Let $K=\mathbb Q$ and $L=\mathbb Q(\zeta_8)$, where $\zeta_8$ is a primitve $8th$ root of unity.
I have to determine the Galois group of this extension, the subgroups of it and the associated intermediate fields.
It was not hard to determine the Galois group. We have $Gal(L/K)\cong\mathbb Z_8^{*}\cong\mathbb Z_2\times \mathbb Z_2$
So the Galois group has exactly $4$ subgroups, namely the generated groups of the following automorphisms:
$\sigma_1(\zeta)=\zeta$
$\sigma_2(\zeta)=\zeta^3$
$\sigma_3(\zeta)=\zeta^5$
$\sigma_4(\zeta)=\zeta^7$
So the non trivial subgroups are $<\sigma_2>,<\sigma_3>\text{ and }<\sigma_4>$.
Now its not hard to see that $\mathbb Q(\zeta^1+\zeta^3)\subseteq L^{<\sigma_2>}$
But if we want to show equality, we have to show that $[\mathbb Q(\zeta^1+\zeta^3):\mathbb Q]=2$
Does the following argument work?: $\zeta^1+\zeta^3$ is real if and only if $\overline{\zeta^1}=\zeta^3$, but $\overline{\zeta^1}=\zeta^7$, so $\zeta^1+\zeta^3\in \mathbb C/\mathbb R$, hence the degree over $\mathbb Q$ must be greater than $1$, so it must be $2$.
Is this okay?
However, what we should do with the fixed field of $\sigma_4$?. We know that $\mathbb Q(\zeta^1+\zeta^7)\subseteq L^{<\sigma_4>}$ But the generator is real. How we can show equality?

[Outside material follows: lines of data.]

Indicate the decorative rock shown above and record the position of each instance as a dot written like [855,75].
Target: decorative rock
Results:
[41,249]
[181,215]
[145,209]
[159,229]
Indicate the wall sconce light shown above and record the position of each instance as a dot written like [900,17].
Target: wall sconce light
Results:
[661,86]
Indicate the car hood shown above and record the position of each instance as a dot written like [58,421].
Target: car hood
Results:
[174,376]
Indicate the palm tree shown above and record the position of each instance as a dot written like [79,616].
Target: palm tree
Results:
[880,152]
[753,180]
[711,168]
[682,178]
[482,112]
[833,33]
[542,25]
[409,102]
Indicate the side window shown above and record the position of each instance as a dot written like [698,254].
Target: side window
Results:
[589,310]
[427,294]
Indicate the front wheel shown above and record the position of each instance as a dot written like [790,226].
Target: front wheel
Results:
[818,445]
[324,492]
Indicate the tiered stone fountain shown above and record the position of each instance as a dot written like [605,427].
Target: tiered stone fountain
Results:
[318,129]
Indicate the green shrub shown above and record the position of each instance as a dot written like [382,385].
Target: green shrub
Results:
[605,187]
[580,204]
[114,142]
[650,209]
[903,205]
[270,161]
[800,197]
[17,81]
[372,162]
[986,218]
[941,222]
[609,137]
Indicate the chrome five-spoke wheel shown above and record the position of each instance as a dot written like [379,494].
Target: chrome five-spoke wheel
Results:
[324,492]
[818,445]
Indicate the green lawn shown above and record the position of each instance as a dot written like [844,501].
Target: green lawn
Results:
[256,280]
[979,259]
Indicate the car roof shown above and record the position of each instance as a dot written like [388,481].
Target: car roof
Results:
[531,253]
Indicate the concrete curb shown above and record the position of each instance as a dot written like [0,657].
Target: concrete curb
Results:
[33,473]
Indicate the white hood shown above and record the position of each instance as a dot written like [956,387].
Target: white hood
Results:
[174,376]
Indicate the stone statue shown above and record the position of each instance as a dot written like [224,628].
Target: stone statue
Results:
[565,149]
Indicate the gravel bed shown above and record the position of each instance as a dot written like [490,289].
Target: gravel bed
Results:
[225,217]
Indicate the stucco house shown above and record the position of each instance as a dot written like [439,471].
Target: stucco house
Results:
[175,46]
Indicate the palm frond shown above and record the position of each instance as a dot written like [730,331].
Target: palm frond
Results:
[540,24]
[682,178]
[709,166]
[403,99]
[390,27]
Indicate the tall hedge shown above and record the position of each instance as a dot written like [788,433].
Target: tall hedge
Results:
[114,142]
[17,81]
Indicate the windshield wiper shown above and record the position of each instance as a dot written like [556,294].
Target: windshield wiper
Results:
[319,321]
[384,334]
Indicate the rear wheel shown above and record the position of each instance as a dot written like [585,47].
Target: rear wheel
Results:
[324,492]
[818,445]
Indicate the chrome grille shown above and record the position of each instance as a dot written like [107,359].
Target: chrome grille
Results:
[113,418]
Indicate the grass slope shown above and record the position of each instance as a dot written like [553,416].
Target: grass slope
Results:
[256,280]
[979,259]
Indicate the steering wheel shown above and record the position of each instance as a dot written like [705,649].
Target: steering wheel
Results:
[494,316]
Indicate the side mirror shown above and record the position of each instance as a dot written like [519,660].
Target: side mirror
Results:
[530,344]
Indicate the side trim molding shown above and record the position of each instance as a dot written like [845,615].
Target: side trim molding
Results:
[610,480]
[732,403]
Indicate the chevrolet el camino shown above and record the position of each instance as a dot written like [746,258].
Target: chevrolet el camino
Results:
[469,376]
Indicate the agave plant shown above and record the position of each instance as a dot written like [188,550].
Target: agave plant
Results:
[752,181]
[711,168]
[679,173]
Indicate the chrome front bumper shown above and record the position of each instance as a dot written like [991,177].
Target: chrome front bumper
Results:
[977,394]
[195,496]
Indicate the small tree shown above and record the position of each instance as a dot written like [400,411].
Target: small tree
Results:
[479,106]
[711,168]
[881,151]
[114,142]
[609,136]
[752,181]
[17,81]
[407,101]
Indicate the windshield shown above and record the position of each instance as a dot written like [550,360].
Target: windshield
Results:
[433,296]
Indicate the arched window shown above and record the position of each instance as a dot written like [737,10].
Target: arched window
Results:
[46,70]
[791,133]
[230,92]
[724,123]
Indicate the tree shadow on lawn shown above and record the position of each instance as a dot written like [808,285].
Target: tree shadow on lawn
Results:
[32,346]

You have made a good start, so I give some extended hints. Ask for more if needed.
For handling $\zeta^1+\zeta^7$ it may be best to use the explicit formula (and Moivre) $$\zeta=e^{2\pi i/8}=\cos\frac\pi4+i\sin\frac\pi4=\frac{1+i}{\sqrt2}.$$
Actually using Moivre will give you another useful viewpoint to the fixed field of $\langle\sigma_2\rangle$ as well :-)
With $\zeta^5$ (or $\langle \sigma_3\rangle$) the sum $\zeta^1+\zeta^5$ won't help you because it vanishes. What about the product $\zeta^5\zeta^1$?